Drive P: may be a mapped network drive, but drive mappings are a Windows construct, and the linux workers know nothing about them.
Qube has path translation, but it can only translate the paths present at the command-line. It can't translate the reference paths in the maya scene file.
You can either experiment with the Maya 'dirmap' command and express the path translation inside maya, or you can keep reading a get a couple of hints on how to take a sys-admin approach to side-stepping this problem.
You need to express the paths to the references inside Maya in a format that works on both the Windows and linux hosts so that no path translation is necessary.

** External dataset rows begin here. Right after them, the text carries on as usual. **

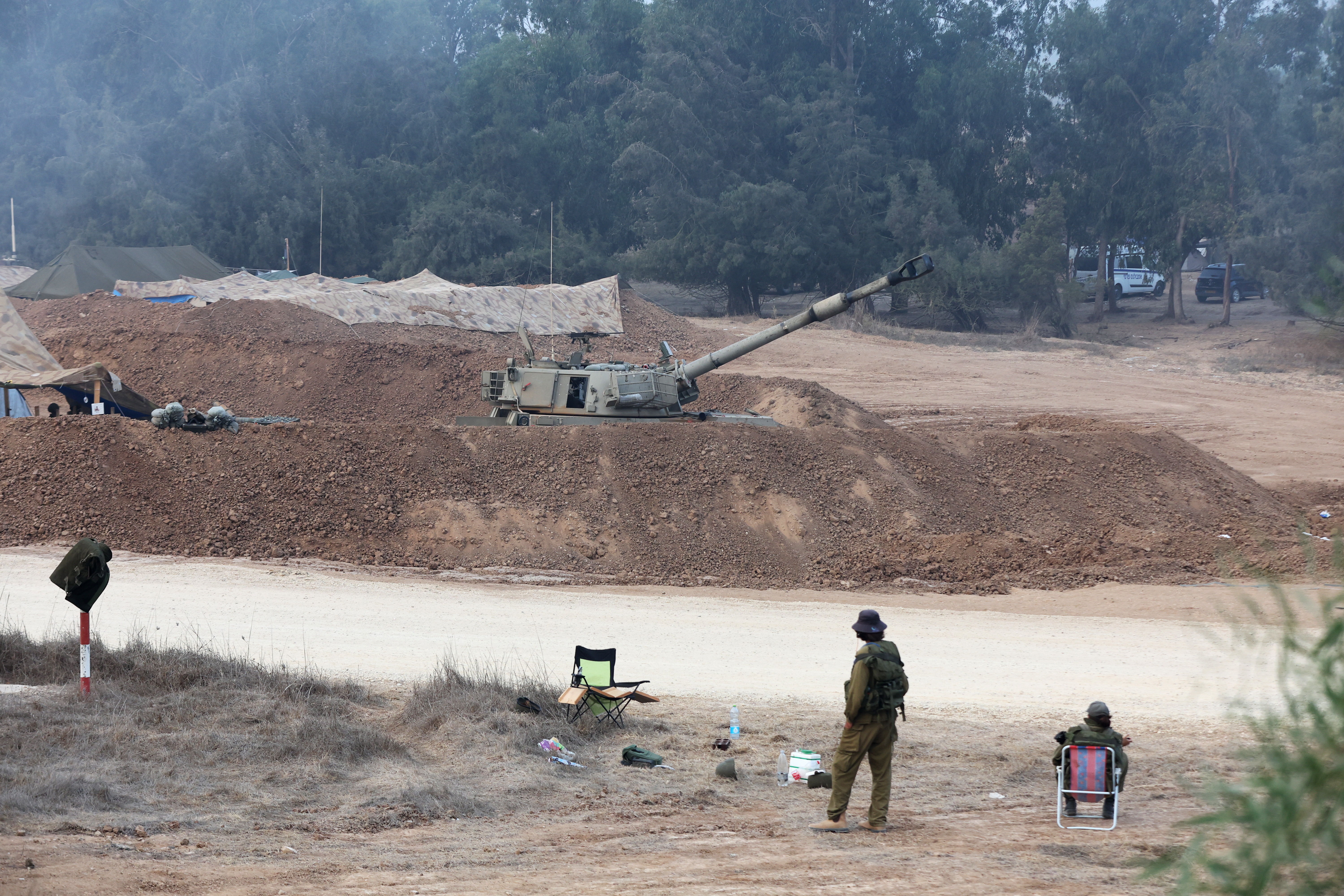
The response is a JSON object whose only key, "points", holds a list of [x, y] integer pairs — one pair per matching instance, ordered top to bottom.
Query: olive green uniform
{"points": [[1091, 734], [873, 735]]}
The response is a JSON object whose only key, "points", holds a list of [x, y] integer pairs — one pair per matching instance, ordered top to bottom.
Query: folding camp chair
{"points": [[593, 688], [1088, 774]]}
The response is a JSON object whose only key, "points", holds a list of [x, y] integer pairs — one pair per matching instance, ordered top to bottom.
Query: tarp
{"points": [[83, 269], [11, 275], [421, 300], [26, 365], [14, 404]]}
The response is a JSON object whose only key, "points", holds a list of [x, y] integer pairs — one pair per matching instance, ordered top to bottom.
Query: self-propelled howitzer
{"points": [[545, 392]]}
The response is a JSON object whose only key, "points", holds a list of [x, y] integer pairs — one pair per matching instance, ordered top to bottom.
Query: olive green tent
{"points": [[83, 269]]}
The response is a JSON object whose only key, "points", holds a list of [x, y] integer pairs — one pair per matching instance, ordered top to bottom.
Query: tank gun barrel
{"points": [[822, 311]]}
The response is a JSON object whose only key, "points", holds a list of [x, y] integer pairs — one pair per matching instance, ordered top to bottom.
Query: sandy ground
{"points": [[1273, 426], [701, 644], [993, 680]]}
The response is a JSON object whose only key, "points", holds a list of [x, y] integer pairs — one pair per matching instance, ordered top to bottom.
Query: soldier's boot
{"points": [[838, 827]]}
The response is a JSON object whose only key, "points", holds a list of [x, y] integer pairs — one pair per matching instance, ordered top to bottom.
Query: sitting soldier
{"points": [[1095, 733]]}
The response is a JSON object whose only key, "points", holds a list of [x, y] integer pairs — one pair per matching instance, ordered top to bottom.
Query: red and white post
{"points": [[84, 653]]}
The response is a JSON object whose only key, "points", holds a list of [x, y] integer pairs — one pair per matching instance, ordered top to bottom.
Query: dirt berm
{"points": [[376, 475], [1054, 504]]}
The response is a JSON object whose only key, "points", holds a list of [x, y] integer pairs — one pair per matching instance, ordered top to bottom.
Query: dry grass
{"points": [[1316, 355], [174, 731]]}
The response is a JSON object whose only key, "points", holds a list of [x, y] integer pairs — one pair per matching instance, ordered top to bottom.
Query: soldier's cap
{"points": [[870, 622]]}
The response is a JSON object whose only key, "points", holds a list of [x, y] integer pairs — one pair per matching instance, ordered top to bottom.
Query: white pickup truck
{"points": [[1132, 277]]}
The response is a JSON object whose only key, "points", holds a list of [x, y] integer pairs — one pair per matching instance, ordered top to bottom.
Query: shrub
{"points": [[1280, 829]]}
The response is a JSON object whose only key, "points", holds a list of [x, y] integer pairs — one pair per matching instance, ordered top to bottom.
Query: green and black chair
{"points": [[593, 688]]}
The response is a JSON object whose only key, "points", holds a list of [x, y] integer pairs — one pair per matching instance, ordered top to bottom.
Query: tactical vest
{"points": [[888, 683]]}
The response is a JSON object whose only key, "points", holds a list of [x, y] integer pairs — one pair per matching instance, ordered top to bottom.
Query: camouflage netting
{"points": [[420, 300]]}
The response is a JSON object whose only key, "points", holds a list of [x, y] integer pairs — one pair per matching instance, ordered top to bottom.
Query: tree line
{"points": [[752, 144]]}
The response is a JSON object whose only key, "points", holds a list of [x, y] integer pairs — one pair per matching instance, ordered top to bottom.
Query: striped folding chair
{"points": [[1088, 774]]}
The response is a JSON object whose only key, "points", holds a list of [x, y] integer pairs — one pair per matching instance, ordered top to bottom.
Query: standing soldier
{"points": [[877, 688]]}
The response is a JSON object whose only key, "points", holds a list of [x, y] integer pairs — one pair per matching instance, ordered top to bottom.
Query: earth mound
{"points": [[275, 358], [976, 510]]}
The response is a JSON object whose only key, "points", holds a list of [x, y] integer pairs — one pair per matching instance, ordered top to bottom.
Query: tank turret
{"points": [[546, 392]]}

If you use UNC paths on the Windows side, you're most of the way to getting this working. Then you only need to create a symlink on the linux side, combined with some NFS mount, to have the UNC path look like a valid NFS path on the linux side.
Say the UNC path that P: drive currently maps to looks like:
\\server1\shareName
on the linux side, you would create the mount point
mkdir -p /mnt/server1
and NFS-mount the same share something like this (refer to the documentation specific to your OS for the exact details):
mount.nfs server1:/shareName /mnt/server1/shareName
and in the root of the linux drive, create a symlink:
ln -s /mnt/server1 /server1
Then test the symlink using the UNC-style path (but with the slashes pointing the unix-correct way):
ls //server1/shareName
This should list the contents of the network share.
Re-save your Maya scene with UNC paths for the reference files, then submit another render job. The paths should then resolve correctly.